900 dollari al mese: non è la cifra del primo ingaggio di Leo, ma il costo delle spese mediche del giovane talento del Newell’s Old Boys. Ebbene si, la salute di Leo ha un prezzo, decisamente troppo salato per la modesta famiglia Messi. Niente da fare, neppure il prestigioso River Plate, seppur affascinato dal grezzo bagliore del diamantino Leo, si sobbarca l’onere di curare il ragazzo. C’è solo una cosa da fare: raccogliere armi e bagagli e raggiungere il Vecchio Continente, la Spagna, più precisamente la cittadina di Lerida, Catalogna. A pochi passi da Barcellona.
Quando muove i passi verso l’ingresso del campo, Lionel Messi ha l’impazienza di chi non aspetta altro che andare a prendersi ciò che gli spetta.
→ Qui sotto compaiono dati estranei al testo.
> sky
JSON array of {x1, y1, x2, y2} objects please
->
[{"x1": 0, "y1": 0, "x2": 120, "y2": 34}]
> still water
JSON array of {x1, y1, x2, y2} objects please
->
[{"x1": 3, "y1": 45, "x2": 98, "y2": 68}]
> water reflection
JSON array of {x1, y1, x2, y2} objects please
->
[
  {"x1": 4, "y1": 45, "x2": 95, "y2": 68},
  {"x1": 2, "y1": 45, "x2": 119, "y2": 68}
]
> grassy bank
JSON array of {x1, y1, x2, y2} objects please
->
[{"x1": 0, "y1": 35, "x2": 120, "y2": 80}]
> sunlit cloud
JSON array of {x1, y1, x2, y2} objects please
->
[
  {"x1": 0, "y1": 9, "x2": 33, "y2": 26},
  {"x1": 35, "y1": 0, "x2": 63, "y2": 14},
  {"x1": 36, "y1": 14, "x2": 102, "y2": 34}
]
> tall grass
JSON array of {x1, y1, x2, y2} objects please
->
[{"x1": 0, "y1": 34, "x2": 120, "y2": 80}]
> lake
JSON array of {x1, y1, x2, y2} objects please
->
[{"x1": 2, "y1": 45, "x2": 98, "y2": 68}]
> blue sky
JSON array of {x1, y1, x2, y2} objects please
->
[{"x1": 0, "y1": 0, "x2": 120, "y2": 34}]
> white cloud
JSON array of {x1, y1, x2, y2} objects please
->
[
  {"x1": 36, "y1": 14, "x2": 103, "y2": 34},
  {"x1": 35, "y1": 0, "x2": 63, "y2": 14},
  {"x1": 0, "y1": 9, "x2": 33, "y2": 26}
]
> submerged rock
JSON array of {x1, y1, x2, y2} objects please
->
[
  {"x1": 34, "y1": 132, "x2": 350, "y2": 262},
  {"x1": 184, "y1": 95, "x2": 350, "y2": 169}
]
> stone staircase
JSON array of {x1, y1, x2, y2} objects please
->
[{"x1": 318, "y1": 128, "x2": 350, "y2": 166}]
Le aree di rigore valgono quanto le goccioline sul boccale di birra, si percepisce la fame atavica e la voglia morbosa di arraffare tutto l’arraffabile. Cannibalismo genetico, primordiale forma di egoismo, necessità di scorrere paralleli alle altre vite senza essere sfiorati da alcun contendente, è competitività allo stato brado, ferocia e calma, avidità e controllo.
Perché non fare un provino al Barcellona? Perché non sfornare gol (37 nelle prime 30 partite in maglia blaugrana) e assist in quantità? Il piccolo Leo, senza fare troppo rumore, si sta già prendendo tutto. Dal basso verso l’alto, come sempre. Il 16 ottobre 2004 debutta nella Liga. Ha cominciato la sua interminabile fuga. 169 centimetri che sgusciano per i campi di tutta Europa e che regalano emozioni.
Con il ginocchio fasciato facciamo attenzione a non fare movimenti bruschi ma è impossibile non provare a emulare Leo mentre sfugge agli avversari tra serpentine e veroniche. Dal divano proviamo a stargli dietro con gli occhi, gesticolando freneticamente quasi a volerlo pilotare con un joystick immaginario. Poi Leo fa qualcosa di inspiegabile con i piedi, con il corpo. E noi stiamo là, senza parole e applausi, senza far rumore, nel silenzio dei nostri pensieri, nel silenzio del nostro campetto.
Messi vince tutto, Messi è una macchina da guerra, a volte sembra persino più alto di quello che i numeri confessano. Eppure, se guardiamo con attenzione, lo vedremo sempre camminare con gli occhi bassi, quasi per farci capire che la distanza che lo separa da terra sarà sempre infinitamente minore di quella che lo divide dal cielo. Noi non possiamo fare nulla, solo aspettare la prossima magia e sperare che la ferita guarisca alla svelta. Perché per ogni numero galattico di Leo ci sarà sempre una scivolata che pretenderà un tributo di pelle e sangue. Perché dissolta la nuvola di polvere, i nostri sogni saranno sempre lì ad attendere un applauso che forse non sentiremo mai.